12-14-2010, 01:07 PM
Probably would work decently for snow. I can't imagine it doing anything to help with ice though. Bet it looks cool when you get up to speed. It would look better with pink zip ties though. ;)

Joe Chapline
12-14-2010, 01:10 PM
It goes around the rim -- how does that not affect the brakes? Unless he has disc or coaster brakes. Or am I looking at it wrong? I do love those ties. I've been thinking of using them to attach my bike basket, rather than bolts. Then I can cut the ties when I don't want it, and attach the basket again in two seconds when I want it. So far, I've decided to just leave the basket on all the time, because I actually don't know when I'm going to want it.

12-14-2010, 02:21 PM
Zip ties would work wonderfully to hold your basket on. I've used them for tons of things and they do very well. That said, I always just leave my basket on. The pretty flowers on it make me happy.

As for the brakes, the bike they pictured has disc brakes, thus no rim issues.

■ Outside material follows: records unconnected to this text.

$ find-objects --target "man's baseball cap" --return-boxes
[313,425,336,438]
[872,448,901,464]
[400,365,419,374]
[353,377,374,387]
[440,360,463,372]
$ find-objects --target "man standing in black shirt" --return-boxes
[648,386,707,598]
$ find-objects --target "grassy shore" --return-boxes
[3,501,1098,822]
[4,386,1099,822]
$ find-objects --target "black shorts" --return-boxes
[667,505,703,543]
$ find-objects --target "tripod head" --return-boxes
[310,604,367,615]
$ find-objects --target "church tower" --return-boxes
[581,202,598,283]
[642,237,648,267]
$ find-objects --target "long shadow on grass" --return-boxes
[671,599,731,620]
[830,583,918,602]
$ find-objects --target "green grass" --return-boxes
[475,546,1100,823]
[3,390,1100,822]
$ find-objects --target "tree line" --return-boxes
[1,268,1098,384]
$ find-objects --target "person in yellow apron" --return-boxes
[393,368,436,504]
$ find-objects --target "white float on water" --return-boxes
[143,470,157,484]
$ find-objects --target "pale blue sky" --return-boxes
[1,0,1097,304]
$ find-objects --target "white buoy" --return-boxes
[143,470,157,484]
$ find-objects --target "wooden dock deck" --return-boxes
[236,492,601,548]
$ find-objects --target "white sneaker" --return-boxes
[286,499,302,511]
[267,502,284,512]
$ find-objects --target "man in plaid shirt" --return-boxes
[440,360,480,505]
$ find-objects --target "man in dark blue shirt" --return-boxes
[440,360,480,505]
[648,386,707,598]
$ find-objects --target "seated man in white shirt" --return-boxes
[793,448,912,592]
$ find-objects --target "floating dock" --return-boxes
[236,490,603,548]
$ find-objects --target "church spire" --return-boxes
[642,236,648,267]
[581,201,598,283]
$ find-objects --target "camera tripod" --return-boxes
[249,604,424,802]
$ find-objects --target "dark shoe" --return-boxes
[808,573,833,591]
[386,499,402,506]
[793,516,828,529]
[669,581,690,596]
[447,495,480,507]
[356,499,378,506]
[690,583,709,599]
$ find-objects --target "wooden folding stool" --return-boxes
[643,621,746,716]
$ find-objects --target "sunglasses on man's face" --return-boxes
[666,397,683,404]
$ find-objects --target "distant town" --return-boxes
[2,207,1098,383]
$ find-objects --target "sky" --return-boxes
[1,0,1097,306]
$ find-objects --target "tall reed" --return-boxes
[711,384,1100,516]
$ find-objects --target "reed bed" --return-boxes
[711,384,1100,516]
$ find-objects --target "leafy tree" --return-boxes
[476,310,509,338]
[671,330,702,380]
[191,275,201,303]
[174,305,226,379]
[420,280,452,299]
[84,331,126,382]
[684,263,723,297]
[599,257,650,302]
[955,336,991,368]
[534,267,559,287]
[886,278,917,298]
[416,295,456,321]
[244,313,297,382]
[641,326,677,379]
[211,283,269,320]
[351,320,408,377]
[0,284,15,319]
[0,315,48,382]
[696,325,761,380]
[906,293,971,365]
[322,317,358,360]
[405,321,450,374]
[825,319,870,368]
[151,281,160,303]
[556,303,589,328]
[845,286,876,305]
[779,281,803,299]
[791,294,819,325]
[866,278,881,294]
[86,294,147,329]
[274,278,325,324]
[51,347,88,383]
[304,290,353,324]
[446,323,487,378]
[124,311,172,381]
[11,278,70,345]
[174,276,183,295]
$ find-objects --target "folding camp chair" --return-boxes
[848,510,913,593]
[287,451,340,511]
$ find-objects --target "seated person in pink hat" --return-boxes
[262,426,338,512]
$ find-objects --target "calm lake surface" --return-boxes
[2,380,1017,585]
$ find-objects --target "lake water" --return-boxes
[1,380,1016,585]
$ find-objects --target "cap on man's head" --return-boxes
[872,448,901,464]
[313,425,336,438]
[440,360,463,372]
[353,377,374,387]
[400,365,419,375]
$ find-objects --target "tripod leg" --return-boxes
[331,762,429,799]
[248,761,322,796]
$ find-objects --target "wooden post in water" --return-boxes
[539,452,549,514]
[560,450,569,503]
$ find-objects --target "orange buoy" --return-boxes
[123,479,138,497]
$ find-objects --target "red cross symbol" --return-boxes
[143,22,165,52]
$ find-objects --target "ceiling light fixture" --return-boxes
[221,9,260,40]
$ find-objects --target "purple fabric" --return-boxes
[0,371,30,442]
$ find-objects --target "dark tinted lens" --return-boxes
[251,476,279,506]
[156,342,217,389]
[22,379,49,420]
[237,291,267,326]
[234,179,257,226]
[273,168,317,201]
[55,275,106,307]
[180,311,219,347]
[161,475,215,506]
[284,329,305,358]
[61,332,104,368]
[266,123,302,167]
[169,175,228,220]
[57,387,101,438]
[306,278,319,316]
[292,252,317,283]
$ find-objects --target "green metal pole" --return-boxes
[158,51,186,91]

I imagine that zip ties would be very slippery on wet pavement. Or dry pavement even. That's great in a skidding contest. Not so good for a mixed surface ride home.

Joe Chapline
12-16-2010, 12:37 PM
I'm working from home (as I do most days now) but took the snow-tire-equipped bike out for a short test ride in the 1/4" of fresh snow we have in Baltimore. No problems. I'll keep taking it out as conditions change and try to get a good feel for the tires, hopefully without hitting the pavement. I would not have thought about doing this a year ago, so thanks, forum.

12-16-2010, 12:48 PM
Cool that we expanded your view on when you can ride.

Since the snow is pretty much either fluffy or packed and the ice hasn't really kicked in yet, I chose a fairly aggressive mountain tire today, over the studs. Continental Mountain Kings seem to do really well in this kind of stuff. I thought about riding my fixie with Cross tires, but noticed after riding home last night (with Tim for part of it) that the back tire was a little more bald than I'm comfy with and I didn't feel like changing the gearing to a slightly less leg-busting gear. Grabbed the MTB and the problem is solved. :D

Have fun out there, y'all. This is the fun stuff. If you're riding near traffic, be REALLY careful. They've got nominal control of their vehicles at best.

Joe Chapline
12-16-2010, 05:56 PM
@Dirt: my "regular" tires, that came with my Specialized bike, have a smooth rolling surface -- no tread at all. The outside edges are knobby, so they provide traction on curves. I think they're great, but OF COURSE they don't do well on ice. I just never thought about getting different tires for winter, whether studded or something else. A separate set of tires is an expense, but compared to the cost of car maintenance, it's not much. Thanks for the tips.

12-17-2010, 09:23 AM
Vittoria Cross XN Pros work great, too. Enough tread for snow and mud and fast on hard surfaces. Can be inflated to 6 bar. You can ride these year-round, frankly.

12-27-2010, 02:11 PM
Hello --

My question is more basic -- what kind of bicycle is best for snow/ice cycling? My bicycle fleet is very small -- I usually commute on a basic road bike -- and I'm wondering if I need to get a new bike before I investigate studded tires. I have missed bicycling in these last couple of weeks. Thanks.


12-27-2010, 05:14 PM
If you are on a road bike, the first thing you have to look at is how wide a tire can you fit on your current bike. I believe the narrowest studded tire is a 700X32. A wider tire with a knobbier profile works better in snow. A studded tire is best on ice. I believe Dirt had some good comments. If you are interested, look at the studded tire discussion at http://www.peterwhitecycles.com/studdedtires.asp.

Joe Chapline
12-27-2010, 05:44 PM
Following up on consularrider's comment, OneEight commented below about a tire designed for cyclocross, which is done with road bikes. BikeArlington also mentions cyclocross tires on their Winter Cycling (http://www.bikearlington.com/pages/biking-in-arlington/winter-cycling/) page. As long as you have wheels that can accommodate a wide-enough tire, you have choices that could make the road bike you have now also your winter bike, with a change of tires.